Dans la deuxième phrase de 3 vers, « il canto » reprend le « non tacque » de la première, comme « figlio » répond à « Ulisse » et « materna terra » à
« Itaca », soulignant par opposition l’effacement définitif du poète de son île maternelle ; et avec le futur « avrai » on est revenu au « né toccherò » initial.
(Voir pour une analyse approfondie l’article des Chroniques italiennes : Chroniquesitaliennes.univ-paris3.fr)
Alla sera
(Testo : Ugo Foscolo, 1803, Sonnet introductif
Musica : Beppe Giampà, Della fatal quiete, 2016)
Forse perché della fatal quiete
Peut-être parce que de la fatale paix
tu sei l’immago a me sì cara vieni,
tu es l’image même, ta venue m’est si chère,
o sera ! E quando ti corteggian liete
oh Soir ! Et quand te courtisent joyeusement
le nubi estive e i zeffiri sereni,
les nuages d’été et les zéphyrs sereins,
e quando dal nevoso aere inquïete
et quand de l’air neigeux tu conduis dans l’univers
tenebre e lunghe all’ universo meni
tes longues ténèbres inquiétantes
sempre scendi invocata, e le secrete
tu descends toujours quand je t’invoque et tu sais
vie del mio cor soavemente tieni.
trouver doucement les voies secrètes de mon cœur.
Vagar mi fai co’ miei pensier su l’orme
Tu me fais divaguer en pensée sur les traces
che vanno al nulla eterno, e intanto fugge
qui vont à l’éternel néant, et pendant que le temps
questo reo tempo, e van con lui le torme
s’enfuit méchamment, et que vont avec lui les hordes
delle cure onde meco egli si strugge ;
d’angoisses, qui le détruisent en même temps que moi ;
e mentre io guardo la tua pace, dorme
et tandis que je regarde ta paix, dort
quello spirto guerrier ch’entro mi rugge.

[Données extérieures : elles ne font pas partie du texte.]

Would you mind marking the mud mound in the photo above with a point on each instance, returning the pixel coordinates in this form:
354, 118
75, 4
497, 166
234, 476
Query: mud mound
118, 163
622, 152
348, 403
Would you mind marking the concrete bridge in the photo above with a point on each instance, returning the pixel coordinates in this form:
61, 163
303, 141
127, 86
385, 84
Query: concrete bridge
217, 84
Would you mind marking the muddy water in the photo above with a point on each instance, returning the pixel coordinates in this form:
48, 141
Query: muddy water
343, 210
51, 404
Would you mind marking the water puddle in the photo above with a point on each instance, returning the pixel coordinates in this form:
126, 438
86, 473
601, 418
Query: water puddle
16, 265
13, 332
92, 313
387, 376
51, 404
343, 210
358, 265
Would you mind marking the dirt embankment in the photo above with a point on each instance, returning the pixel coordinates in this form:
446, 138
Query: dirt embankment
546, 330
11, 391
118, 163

Cet esprit guerrier qui rugit en moi-même.
C’est un des derniers des 12 sonnets écrits par Foscolo en 1803, les premiers datent de 1798, mais Foscolo a voulu le mettre en tête de l’édition définitive. Le
thème est le soir, vu comme image de la mort, vue comme « fatal quiete », la paix, le repos fatal, dans une contradiction entre ce désir de paix et l’angoisse de la
vie qui le tourmente. Ainsi le soir peut apporter de beaux couchers de soleil ou de sombres ténèbres d’hiver, tous deux désirés par le poète. Et le « nulla eterno »,
c’est-à-dire qu’après la mort il n’y a plus rien, s’oppose au temps immédiat et fuyant qui emporte toutes les adversité, tandis que la nuit apaise les agitations des
rébellions intérieures.
La forme lyrique est très classique, avec ses latinismes (reo, aere, secrete, torme, cure) et sa rhétorique littéraire (allitérations, enjambements…) mais déjà très
romantique dans l’expression de passions excessives, la mélancolie du ton pour dire la brièveté et l’adversité de la vie (la mort de son frère), dans cette période
où Foscolo expérimente la décadence de l’Italie (le traité de Campoformio signé par Bonaparte …).